Pak Jokowi, Jangan Ada Lagi Krisis 98

31 views

FAJAR.CO.ID, JAKARTA- Kondisi nilai tukar rupiah yang terpuruk terus menjadi perhatian para kritikus. Pemerintahan Jokowi diingatkan untuk segera menyelesaikan masalah tersebut.

Juru bicara PKS Muda bidang Ekonomi, Muhammad Kholid mengatakan, jika masalah ini dibiarkan larut akan mengulang sejarah krisis tahun 1998.

“Merosotnya rupiah menjadi pertanyaan semua orang. Memori kolektif kita sebagai bangsa teringat kembali pada memori 20 tahun yg lalu. Apakah akan terjadi seperti itu lagi?,” ungkap Kholid dalam acara PKS Muda Talks di Kebayoran, Jakarta Selatan, Kamis (31/5).

Menurut Kholid, pemerintah sebagai pembuat kebijakan memiliki peran penting dalam permasalahan tersebut. Sebab, merosotnya nilai tukar rupiah juga dipangruhi oleh rapuhnya fundamental ekonomi Indonesia.

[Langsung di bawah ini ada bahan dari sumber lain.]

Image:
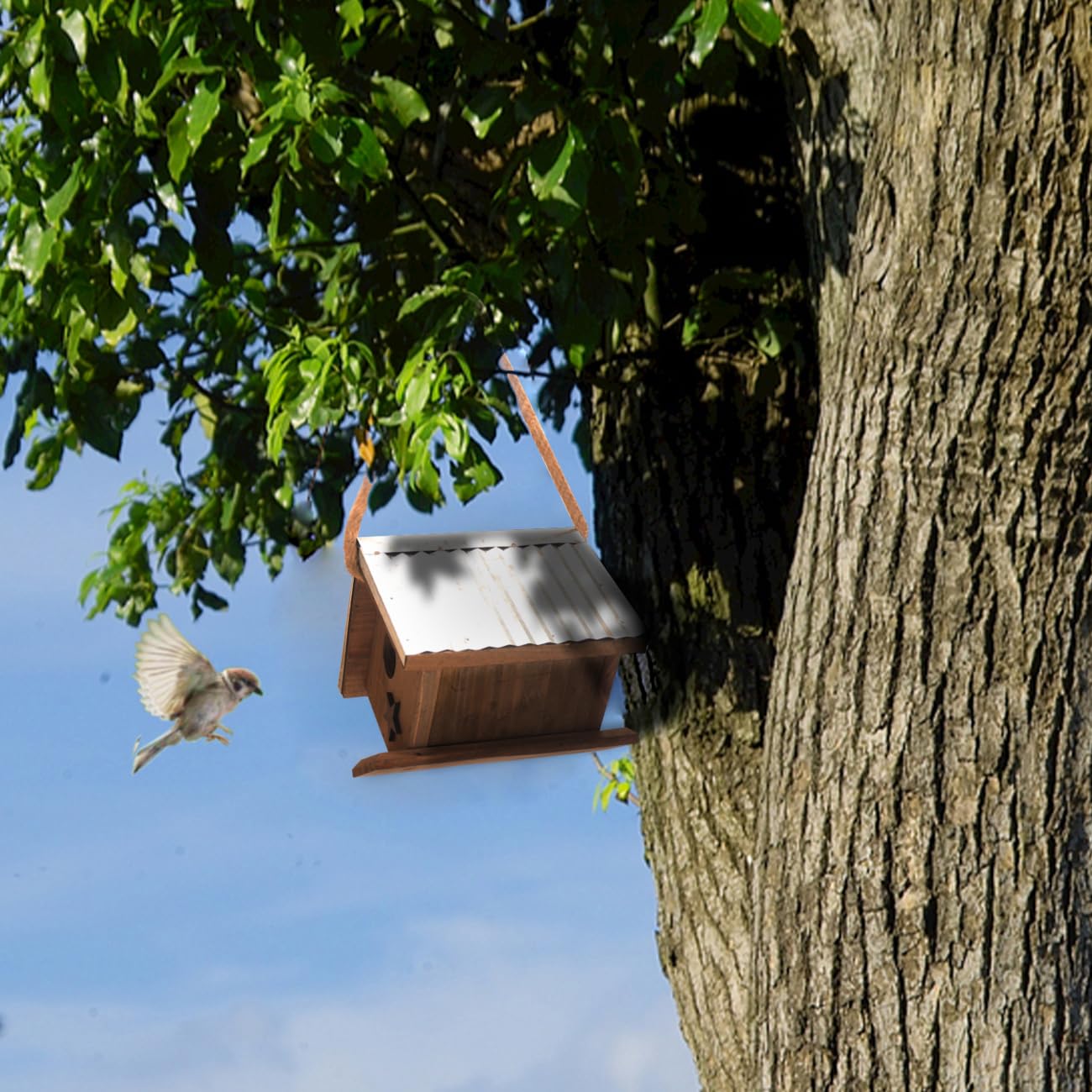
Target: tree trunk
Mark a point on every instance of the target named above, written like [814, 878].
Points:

“Fundamental ekonomi kita tidak kuat, dan tidak mungkin otoritas menyebut fundamental ekonomi kita rapuh. Bisa dicek di website pemerintah tentang data-data transaksi berjalan kita, semuanya menunjukan defisit,” ujarnya.

Selain karena faktor eksternal, yakni kebijakan The Federal Reserve (The Fed) menaikkan nilai suku bunga. Hal lain yang harus diperhatikan oleh masyarakat adalah tingginya utang luar negri.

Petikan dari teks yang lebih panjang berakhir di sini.